Pembangunan politik luar negeri Indonesia tidak akan dapat berjalan dengan baik dan mencapai tujuan, jika segenap elemen – elemen terkait tidak bekerja sama untuk saling mendukung pembangunan. Jika hal itu terjadi tidak hanya akan berdampak pada terhambatnya pembangunan politik luar negeri, namun juga akan berakibat penurunan citra bangsa Indonesia dimata dunia, akhinya dapat berujung pada “pelecehan” dari negara lain terhadap kedaulatan Indonesia dalam bentuk menjadikan Indonesia sebagai negara yang dikuras kekayaannya guna mendukung pasokan ketersediaan bahan baku bagi negara lain, maupun dengan menjadikan Indonesia sebagai pasar untuk tujuan ekonomi, atau barangkali menempatkan Indonesia menjadi negara “penyumbang suara” di level Internasional. Naif sekali kalau Indonesia tidak memiliki bargaining position dimata Internasional.

Keberanian dan keyakinan politik perlu menjadi semangat segenap elemen bangsa sehingga suasana demokrasi tidak justru menjadikan rusaknya tataran sosial masyarakat dan lunturnya kepercayaan publik terhadap Pemerintah dan institusi, contoh kasus masih segar diingatan kita, ketika menghangatnya suhu politik dalam negeri yang diwarnai penentangan dari sejumlah kalangan maupun dari partai – partai di lembaga legislatif terhadap kebijakan luar negeri Indonesia yang memberikan persetujuan terhadap Resolusi PBB 1747 intinya meminta Iran menghentikan proyek uraniumnya.

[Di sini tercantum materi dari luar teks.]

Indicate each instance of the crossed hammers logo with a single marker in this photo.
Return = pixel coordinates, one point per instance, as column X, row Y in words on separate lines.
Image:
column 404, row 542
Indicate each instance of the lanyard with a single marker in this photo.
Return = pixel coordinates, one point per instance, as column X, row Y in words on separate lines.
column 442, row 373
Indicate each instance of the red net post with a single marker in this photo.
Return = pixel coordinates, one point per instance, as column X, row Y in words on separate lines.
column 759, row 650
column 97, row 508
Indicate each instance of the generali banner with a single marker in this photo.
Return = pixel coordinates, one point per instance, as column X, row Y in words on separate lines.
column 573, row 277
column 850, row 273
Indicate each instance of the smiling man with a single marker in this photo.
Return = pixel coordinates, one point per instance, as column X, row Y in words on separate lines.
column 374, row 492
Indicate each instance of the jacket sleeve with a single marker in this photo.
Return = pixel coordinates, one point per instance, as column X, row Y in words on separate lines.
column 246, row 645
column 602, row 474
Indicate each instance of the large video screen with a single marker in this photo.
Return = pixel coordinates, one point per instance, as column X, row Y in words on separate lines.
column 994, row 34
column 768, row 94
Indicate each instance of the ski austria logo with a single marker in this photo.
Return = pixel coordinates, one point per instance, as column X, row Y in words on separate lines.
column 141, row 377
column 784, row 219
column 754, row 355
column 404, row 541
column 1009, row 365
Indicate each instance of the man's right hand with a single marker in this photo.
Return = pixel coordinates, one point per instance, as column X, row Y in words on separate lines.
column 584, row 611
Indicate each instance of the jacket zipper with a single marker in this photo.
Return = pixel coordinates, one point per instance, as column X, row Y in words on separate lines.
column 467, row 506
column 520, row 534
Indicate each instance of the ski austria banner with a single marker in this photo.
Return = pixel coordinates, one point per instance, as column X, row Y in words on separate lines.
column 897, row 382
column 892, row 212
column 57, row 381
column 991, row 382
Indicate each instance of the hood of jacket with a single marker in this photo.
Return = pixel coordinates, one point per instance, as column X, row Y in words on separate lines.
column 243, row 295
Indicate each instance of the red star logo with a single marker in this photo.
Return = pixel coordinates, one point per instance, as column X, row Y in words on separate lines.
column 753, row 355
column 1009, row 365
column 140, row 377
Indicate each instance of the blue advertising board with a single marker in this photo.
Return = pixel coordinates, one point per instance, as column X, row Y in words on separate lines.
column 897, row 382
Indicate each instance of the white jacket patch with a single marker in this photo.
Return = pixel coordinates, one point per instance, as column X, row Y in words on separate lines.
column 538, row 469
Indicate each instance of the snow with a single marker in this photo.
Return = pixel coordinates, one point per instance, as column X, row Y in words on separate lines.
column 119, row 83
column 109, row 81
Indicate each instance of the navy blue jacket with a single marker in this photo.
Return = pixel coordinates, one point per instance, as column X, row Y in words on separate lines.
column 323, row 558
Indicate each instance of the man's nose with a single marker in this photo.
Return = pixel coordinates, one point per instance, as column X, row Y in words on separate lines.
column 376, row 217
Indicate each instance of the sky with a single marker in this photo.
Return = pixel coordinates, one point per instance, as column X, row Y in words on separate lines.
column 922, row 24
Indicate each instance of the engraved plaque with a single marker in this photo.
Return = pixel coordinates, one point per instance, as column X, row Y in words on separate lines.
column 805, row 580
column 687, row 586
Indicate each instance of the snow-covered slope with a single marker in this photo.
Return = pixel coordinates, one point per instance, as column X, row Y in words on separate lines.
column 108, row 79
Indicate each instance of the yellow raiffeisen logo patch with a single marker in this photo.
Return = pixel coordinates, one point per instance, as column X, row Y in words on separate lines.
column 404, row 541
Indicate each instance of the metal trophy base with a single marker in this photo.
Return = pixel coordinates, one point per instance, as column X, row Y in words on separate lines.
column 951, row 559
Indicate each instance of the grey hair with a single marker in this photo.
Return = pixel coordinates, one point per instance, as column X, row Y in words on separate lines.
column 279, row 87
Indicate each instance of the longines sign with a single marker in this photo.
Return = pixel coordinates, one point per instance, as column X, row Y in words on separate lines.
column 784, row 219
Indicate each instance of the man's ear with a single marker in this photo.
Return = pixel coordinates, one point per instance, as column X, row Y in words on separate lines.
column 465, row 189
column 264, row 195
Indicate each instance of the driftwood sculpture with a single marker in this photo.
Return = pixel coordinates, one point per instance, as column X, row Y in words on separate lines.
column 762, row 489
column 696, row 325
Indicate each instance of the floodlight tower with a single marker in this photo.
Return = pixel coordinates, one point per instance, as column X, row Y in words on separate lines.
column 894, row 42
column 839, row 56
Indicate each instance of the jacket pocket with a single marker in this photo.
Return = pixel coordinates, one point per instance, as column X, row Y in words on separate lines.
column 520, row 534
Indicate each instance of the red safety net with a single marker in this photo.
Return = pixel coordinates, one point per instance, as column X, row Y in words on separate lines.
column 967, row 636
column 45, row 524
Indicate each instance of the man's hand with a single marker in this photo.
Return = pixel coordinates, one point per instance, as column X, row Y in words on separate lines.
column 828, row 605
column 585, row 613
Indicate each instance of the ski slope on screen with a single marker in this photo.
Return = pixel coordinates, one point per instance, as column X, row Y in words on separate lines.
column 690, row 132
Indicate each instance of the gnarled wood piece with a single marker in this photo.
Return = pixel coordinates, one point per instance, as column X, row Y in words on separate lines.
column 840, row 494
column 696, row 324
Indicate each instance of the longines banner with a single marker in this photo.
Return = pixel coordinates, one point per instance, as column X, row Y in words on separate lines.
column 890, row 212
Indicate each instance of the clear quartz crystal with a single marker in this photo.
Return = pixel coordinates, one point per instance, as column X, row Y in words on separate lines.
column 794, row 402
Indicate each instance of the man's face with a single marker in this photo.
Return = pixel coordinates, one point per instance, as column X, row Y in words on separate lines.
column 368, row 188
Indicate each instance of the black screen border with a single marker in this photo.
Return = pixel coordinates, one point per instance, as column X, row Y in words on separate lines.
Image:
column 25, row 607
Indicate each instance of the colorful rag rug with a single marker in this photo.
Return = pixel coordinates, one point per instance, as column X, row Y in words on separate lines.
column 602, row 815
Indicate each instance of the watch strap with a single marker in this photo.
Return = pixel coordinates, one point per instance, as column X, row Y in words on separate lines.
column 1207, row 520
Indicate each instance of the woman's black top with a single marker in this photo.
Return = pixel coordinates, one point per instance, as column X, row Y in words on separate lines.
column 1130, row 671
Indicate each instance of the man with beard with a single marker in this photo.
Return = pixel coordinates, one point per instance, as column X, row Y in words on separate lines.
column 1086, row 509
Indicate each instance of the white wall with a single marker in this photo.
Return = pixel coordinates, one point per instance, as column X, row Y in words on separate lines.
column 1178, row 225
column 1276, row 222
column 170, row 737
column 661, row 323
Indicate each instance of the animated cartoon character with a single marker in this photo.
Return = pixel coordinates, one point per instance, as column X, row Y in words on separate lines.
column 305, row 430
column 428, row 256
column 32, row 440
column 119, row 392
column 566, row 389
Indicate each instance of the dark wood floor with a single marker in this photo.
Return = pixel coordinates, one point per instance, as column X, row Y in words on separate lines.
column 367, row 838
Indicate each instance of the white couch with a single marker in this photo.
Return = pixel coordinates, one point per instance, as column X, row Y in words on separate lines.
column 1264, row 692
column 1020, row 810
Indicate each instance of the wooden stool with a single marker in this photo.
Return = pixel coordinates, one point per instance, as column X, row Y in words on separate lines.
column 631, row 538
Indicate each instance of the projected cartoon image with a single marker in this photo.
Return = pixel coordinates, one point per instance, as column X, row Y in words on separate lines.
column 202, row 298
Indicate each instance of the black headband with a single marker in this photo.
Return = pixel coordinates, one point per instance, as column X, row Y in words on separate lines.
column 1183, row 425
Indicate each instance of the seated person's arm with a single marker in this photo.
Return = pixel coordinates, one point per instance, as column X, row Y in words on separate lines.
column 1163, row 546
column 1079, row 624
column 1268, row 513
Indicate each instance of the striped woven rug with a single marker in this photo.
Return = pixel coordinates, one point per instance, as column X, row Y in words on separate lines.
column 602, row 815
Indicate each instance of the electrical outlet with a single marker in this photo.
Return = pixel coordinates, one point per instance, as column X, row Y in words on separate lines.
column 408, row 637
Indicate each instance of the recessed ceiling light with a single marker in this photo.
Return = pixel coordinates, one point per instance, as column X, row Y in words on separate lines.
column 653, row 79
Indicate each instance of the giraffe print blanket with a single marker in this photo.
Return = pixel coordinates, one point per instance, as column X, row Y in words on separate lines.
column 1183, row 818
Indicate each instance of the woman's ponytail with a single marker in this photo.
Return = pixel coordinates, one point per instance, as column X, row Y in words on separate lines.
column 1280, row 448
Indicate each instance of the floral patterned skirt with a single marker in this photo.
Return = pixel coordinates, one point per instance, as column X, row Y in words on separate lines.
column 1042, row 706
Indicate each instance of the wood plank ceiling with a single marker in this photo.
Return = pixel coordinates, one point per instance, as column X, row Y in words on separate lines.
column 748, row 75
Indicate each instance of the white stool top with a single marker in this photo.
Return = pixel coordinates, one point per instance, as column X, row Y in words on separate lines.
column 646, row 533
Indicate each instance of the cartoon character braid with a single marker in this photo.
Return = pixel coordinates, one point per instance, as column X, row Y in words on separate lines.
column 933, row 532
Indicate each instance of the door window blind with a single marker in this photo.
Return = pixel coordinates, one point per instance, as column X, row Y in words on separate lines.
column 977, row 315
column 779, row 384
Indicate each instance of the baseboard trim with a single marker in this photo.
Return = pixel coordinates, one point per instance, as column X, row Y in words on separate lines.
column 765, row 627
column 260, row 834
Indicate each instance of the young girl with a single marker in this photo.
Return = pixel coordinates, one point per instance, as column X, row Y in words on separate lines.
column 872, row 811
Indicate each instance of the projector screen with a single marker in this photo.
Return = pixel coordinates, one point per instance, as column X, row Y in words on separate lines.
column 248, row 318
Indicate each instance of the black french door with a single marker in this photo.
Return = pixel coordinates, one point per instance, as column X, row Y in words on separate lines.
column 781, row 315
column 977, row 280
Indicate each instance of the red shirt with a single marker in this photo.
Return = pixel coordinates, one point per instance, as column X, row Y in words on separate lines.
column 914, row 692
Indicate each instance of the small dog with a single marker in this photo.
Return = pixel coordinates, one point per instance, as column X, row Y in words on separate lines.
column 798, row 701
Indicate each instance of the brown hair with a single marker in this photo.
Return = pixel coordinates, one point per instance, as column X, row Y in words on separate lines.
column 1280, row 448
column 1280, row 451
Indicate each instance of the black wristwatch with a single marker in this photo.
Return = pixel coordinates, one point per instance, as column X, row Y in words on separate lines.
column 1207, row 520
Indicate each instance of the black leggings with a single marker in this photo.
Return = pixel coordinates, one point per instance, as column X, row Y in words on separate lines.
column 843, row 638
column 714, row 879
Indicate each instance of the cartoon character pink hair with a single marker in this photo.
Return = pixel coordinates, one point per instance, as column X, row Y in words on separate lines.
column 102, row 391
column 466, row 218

Berkaca dari hal tersebut, maka agar Indonesia “punya gigi” dimata Internasional, maka pilihan kebijakan politik luar negeri, strategi dalam melaksanakan kebijakan, flexibelitas kebijakan atau kebijakan yang bersifat responsif terhadap pesatnya perubahan peta politik Internasional perlu menjadi perhatian pengambil kebijakan. Semua itu akan dapat dijewantahkan dalam bentuk kebijakan jika kebijakan tersebut menjadi kebijakan yang lahir dari peran serta segenap stakeholder negara.

Legislatif sebagai representasi rakyat juga dituntut menjadi lembaga yang memiliki kemampuan adaptif dan analisis yang kuat terhadap kebijakan Pemerintah termasuk terhadap kebijakan politik luar negeri. Hal tersebut terkait dengan fungsi legislasi dan fungsi pengawasan yang diemban legislatif. Kongkritnya kemampuan analisis dan respon terhadap persoalan internasional menjadi salah satu prasayarat yang mendorong lahirnya kebijakan nasional berkualitas.

Dalam hal menentukan sikap Indonesia dalam hal ratifikasi sejumlah konvensi Internasional, menjadi sesuatu yang perlu kajian menyeluruh dari lembaga legislatif dan tentunya Pemerintah (Deplu) memegang peranan besar untuk mensuport dan memasok informasi dan program yang mampu meyakinkan legislatif terhadap perlunya atau tidaknya negara Indonesia meratifikasi dan mengeluarkan peraturan perundang - undangan nasional.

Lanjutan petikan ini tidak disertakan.